Coprosma Green Rocks has big, glossy leaves and a vigorous habit.
Coprosma Green Rocks has big, glossy leaves and a vigorous habit.
Don’t turn your back on the not-so-popular plants, they can turn into heroes in a gappy garden
It's funny how you can loathe a particular plant for a long time and then see it in a different situation and discover its merit. A bit like young love, I suppose, when one day you see the boy with the stick-out ears and scabby knees rescuing a cat from a tree and suddenly he's your hero.
My equivalent of the stick-out-ears boy is Coprosma Green Rocks. I've never been a fan of any kind of coprosma and when The Landscaper presented me with a couple of these glossy green ground covers he had left over from a job, I gave him a withering look and threw them grumpily down behind the railway sleeper wall.
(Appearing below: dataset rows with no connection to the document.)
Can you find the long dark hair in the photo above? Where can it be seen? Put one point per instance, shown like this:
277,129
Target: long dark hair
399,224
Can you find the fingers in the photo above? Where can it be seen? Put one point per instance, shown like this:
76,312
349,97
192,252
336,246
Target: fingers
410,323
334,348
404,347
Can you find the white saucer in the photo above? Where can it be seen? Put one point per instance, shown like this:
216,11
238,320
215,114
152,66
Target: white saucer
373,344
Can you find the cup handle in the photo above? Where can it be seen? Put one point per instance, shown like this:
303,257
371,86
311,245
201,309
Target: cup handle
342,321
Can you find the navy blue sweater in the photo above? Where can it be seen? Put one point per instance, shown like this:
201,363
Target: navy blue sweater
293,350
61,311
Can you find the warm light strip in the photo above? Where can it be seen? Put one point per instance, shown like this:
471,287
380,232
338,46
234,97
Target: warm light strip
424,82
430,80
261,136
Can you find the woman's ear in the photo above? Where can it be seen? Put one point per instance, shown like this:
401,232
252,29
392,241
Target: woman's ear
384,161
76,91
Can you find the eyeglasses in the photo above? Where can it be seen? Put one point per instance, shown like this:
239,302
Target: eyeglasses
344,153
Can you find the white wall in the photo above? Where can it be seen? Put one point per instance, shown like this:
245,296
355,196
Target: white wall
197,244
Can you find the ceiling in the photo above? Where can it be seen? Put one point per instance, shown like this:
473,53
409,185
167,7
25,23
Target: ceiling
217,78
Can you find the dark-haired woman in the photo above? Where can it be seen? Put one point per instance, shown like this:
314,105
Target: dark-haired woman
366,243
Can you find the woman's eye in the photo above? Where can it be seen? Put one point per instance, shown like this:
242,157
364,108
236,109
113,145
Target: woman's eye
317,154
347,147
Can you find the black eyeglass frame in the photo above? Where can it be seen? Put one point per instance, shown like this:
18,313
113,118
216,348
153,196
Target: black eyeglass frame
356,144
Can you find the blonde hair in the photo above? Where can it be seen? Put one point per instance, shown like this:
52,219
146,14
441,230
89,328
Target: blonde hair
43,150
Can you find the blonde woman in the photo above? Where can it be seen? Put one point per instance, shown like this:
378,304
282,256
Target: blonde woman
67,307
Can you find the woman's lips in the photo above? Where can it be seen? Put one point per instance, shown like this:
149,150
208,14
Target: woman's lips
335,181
A few weeks later they had taken root, had spread out to about 50cm and sent a few tendrils cautiously over the sleeper.
Quite fetching, I thought. Certainly more fetching than their cousin Coprosma Hawera, which always looks as if it's on death's door, and worse, is apparently attractive to rats.
It's not easy to find the perfect ground cover and I often wonder why we make new garden beds which, once the soil is exposed, require immediate planting to stop them filling themselves with weeds.
While I'm pleased to have made my peace with Green Rocks, it's not ideal for every situation.
It's quite an in-your-face sort of plant with quite big, glossy green leaves, and it's semi-prostrate so it doesn't just lie on the soil like a mat.
So I wouldn't plant it with anything subtle or delicate, or it'll steal the show.
Give it a crappy old bank, though, and it'll do the job beautifully. It's vigorous and hardy, tolerates poor, dry or sandy conditions, coastal spray, sun or shade.
How could I not have seen beyond its stick-out-ears before now, I'll never know.
I've never loved that good old favourite Grevillea Bronze Rambler either, probably because, like Coprosma Hawera, it tends to look dried up and ready to check out.
On the contrary though, it's a real survivor.
It's used to making do with little food, poor soil and drought and it's incredibly adaptable. It's got great coverage and when it's in flower, which is a lot of the time, you can forgive it anything.
One of my real favourites, and I hesitate to admit this because my eco-warrior friend has threatened all sorts of dire consequences if I plant any more, is agapanthus.
No, not the naughty one, but a beautiful dwarf that provides sky blue blooms for months. It grows in most conditions, sun to semi-shade and is hardy to frost, and it really is a minimum-effort, maximum-impact plant to grow. I can vouch for it whole-heartedly because it's planted around the perimeter of our carpark area, where it's completely shaded by a gang of rampant acmena and only sees the sun during their annual pruning. Even such a dreary location doesn't stop it from flowering with enthusiasm.
Star Jasmine is truly a star ground cover, it grows quickly, flowers for ages and has a lovely scent.
Star Jasmine is another ground cover whose name makes people nervous, but it's not related to the true jasmine, which is known for its invasive behaviour.
This one is Trachelospermum jasminoides, which grows into rather disorganised clumps and sends out lots of long tendrils which you can either train or snip off. It likes sun but will tolerate shade. If you give it plenty of water in summer and serve it up some good organic fertiliser it should stay nice and lush.
We used to have a ground cover in Dunedin called aluminium plant which covered a multitude of sins, but I think it's on the naughty list now.
No, it's not the naughty aluminium plant but Lamium maculatum, which has pink/lavender flowers and very delicate grey-green foliage.
However, it has a lookalike called Lamium maculatum, a tough, evergreen perennial that forms a spreading patch of small silver leaves with a narrow green edge.
Happily it has pink flowers, not yellow like the aluminium plant, and it flowers off and on from spring until autumn. Once established it's good for dry shade, and the stems will root into the ground where they touch. New plants that form can be easily moved elsewhere.
That's my idea of the perfect ground cover. Why it would have the common name of deadnettle I really can't imagine.
Spreading herbs fill the gaps
Typically, I bought a whole box of herbs a while ago in the expectation that the vegetable garden would miraculously weed and prepare itself for planting while I was doing something else. It didn't.
Also typically, I couldn't bear to waste them so I planted them in the still slightly gappy front garden - a work in progress - and they've excelled themselves as ground covers. Four different kinds of thyme have covered about 30sq cm each so far, and the oregano is going mad.
I've also slotted in a few parsley plants, having been inspired by a mass (and massive) planting of them at the Dunedin railway station a few years ago. They like the front garden far better than the herb garden and they're really pretty.
Herbs are great ground covers and gap fillers. They're cheap, they grow quickly, they're not invasive, they smell good, they flower, you can eat them, and give bits of them away. Now I'm planting chives, dill, chamomile, marjoram, sorrel and sage in the gaps all over the garden. The Landscaper is hopeful that this may lead to more inspired cooking.